You can buy actual mirror wall tiles but they’re not cheap and, much like ceramic tiles, they’re going to be heavy. Instead, I’m looking at using acrylic with a mirror-foil covering, which are more cost effective (even at £30-40 for my requirements here) and they’re also going to keep the weight down. Just in case it doesn’t ever decide to ‘come away’ from the wall, the chances are that nothing would shatter or break too easily with plastic!
The existing glass panels are close to 12in x 8in (300mm x 200mm). I’ve so far only found 300mm x 300mm tiles available, where as a slightly more affordable option (which would also save on having to trim them down) is to use A4 sheets (297mm x 210mm) and that’s where I’m currently looking.
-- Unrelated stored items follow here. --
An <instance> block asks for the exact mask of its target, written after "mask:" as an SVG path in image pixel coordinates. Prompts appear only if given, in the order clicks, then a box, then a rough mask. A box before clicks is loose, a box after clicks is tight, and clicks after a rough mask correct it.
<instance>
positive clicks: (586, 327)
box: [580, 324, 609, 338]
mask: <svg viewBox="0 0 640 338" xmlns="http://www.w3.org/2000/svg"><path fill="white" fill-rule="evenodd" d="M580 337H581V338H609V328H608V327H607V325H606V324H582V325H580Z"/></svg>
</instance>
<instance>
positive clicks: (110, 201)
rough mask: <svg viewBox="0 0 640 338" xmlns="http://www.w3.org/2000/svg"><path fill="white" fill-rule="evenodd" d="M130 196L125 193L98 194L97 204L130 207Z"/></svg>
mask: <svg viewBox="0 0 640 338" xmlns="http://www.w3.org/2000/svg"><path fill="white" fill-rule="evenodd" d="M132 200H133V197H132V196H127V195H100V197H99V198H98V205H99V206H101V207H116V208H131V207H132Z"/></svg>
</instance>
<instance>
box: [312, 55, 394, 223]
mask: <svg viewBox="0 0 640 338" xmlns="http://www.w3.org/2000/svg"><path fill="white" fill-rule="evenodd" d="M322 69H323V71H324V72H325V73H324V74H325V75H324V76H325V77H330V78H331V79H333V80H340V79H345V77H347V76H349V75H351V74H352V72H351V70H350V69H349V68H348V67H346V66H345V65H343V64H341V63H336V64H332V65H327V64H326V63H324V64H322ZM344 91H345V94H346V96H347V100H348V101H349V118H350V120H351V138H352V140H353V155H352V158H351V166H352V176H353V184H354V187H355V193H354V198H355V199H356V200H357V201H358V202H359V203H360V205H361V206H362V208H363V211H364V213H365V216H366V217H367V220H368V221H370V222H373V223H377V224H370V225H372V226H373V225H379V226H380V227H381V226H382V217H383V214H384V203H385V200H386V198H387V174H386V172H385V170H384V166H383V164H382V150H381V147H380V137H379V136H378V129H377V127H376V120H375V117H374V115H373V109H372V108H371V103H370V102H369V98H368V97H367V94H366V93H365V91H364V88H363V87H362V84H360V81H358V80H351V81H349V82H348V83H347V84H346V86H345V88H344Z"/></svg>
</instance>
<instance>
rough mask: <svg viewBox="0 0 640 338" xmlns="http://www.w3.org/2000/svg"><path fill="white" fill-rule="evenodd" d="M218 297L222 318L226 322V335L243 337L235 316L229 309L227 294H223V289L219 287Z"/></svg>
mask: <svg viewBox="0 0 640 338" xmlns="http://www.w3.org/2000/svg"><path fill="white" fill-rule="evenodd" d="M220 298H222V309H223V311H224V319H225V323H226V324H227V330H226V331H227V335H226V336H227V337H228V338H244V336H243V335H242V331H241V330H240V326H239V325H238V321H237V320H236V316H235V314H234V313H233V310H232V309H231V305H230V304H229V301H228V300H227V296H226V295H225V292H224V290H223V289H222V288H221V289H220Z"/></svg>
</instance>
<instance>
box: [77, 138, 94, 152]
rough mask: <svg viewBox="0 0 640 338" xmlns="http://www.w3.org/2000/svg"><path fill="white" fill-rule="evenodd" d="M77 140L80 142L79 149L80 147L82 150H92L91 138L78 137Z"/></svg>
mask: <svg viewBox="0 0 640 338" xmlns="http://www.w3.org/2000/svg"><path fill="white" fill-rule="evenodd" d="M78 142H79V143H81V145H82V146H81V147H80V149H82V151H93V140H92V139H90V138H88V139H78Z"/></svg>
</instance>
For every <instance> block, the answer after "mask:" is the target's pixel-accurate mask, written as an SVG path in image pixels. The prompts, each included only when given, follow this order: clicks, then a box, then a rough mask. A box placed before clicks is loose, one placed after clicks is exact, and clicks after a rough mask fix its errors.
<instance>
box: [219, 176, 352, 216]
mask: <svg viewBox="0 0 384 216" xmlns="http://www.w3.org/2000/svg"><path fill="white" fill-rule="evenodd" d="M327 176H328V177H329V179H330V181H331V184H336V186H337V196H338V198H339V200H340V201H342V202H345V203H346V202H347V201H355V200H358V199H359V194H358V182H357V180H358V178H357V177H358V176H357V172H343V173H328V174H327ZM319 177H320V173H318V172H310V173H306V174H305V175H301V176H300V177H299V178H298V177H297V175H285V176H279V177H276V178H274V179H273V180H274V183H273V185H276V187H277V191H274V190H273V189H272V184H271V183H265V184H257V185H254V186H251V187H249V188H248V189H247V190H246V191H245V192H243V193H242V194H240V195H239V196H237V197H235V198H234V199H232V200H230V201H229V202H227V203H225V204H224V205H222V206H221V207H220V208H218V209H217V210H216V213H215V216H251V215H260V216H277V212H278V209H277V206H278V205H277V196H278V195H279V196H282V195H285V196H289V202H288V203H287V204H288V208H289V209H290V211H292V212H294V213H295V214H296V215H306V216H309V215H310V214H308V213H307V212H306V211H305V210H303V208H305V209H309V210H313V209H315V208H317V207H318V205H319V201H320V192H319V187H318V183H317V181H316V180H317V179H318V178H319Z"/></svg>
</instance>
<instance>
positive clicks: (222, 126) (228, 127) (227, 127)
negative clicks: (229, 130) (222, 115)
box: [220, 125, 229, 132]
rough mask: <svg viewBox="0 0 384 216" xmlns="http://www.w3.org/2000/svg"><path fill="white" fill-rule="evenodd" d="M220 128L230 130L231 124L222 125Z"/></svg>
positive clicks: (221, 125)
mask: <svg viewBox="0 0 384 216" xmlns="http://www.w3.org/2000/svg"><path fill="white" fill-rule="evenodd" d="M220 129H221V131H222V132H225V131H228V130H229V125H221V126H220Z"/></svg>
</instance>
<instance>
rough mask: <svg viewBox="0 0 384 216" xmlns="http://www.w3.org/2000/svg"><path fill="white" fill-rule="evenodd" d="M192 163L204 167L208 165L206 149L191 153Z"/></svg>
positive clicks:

Wood is, of course, still going to be a main contributor to bulk of such a piece. If I can, I’d like to try and make use of offcuts at work (ahem…) as opposed to buying my own boards and not having a way to rip them down… That probably means MDF, as the pine we use is generally too knotty for such small sections and I think painting the edge of even birch ply could be tricky and may affect the overall look as a consequence. But then, I’m not overly confident about the holding weight and fixing of MDF…
Maybe I’ll buy some cheap pine after all but, if I give this one the green light, I can almost certainly see myself adding an electric pin gun to my shopping list somewhere! 😛
I’ve drawn the frame components at 25mm/1in thick as you look at them but this could easily be reduced by 5mm (¾in) to compensate for what’s available off-the-shelf. In any case, I’ll add add an ovolo (or chamfer) detail to lighten the appearance front edges and match in with the real windows.
I could go down the second-hand route and I may even strike lucky on Freecycle. But then, you can never be too sure of what to expect. If the right frame became available, I guess I could simply glue some strips of wood to the front of the glass for the same effect.
All going well, I could then look at adding a narrower mirror near the bedroom and bathroom doors.
Thanks for reading and all thoughts are welcome.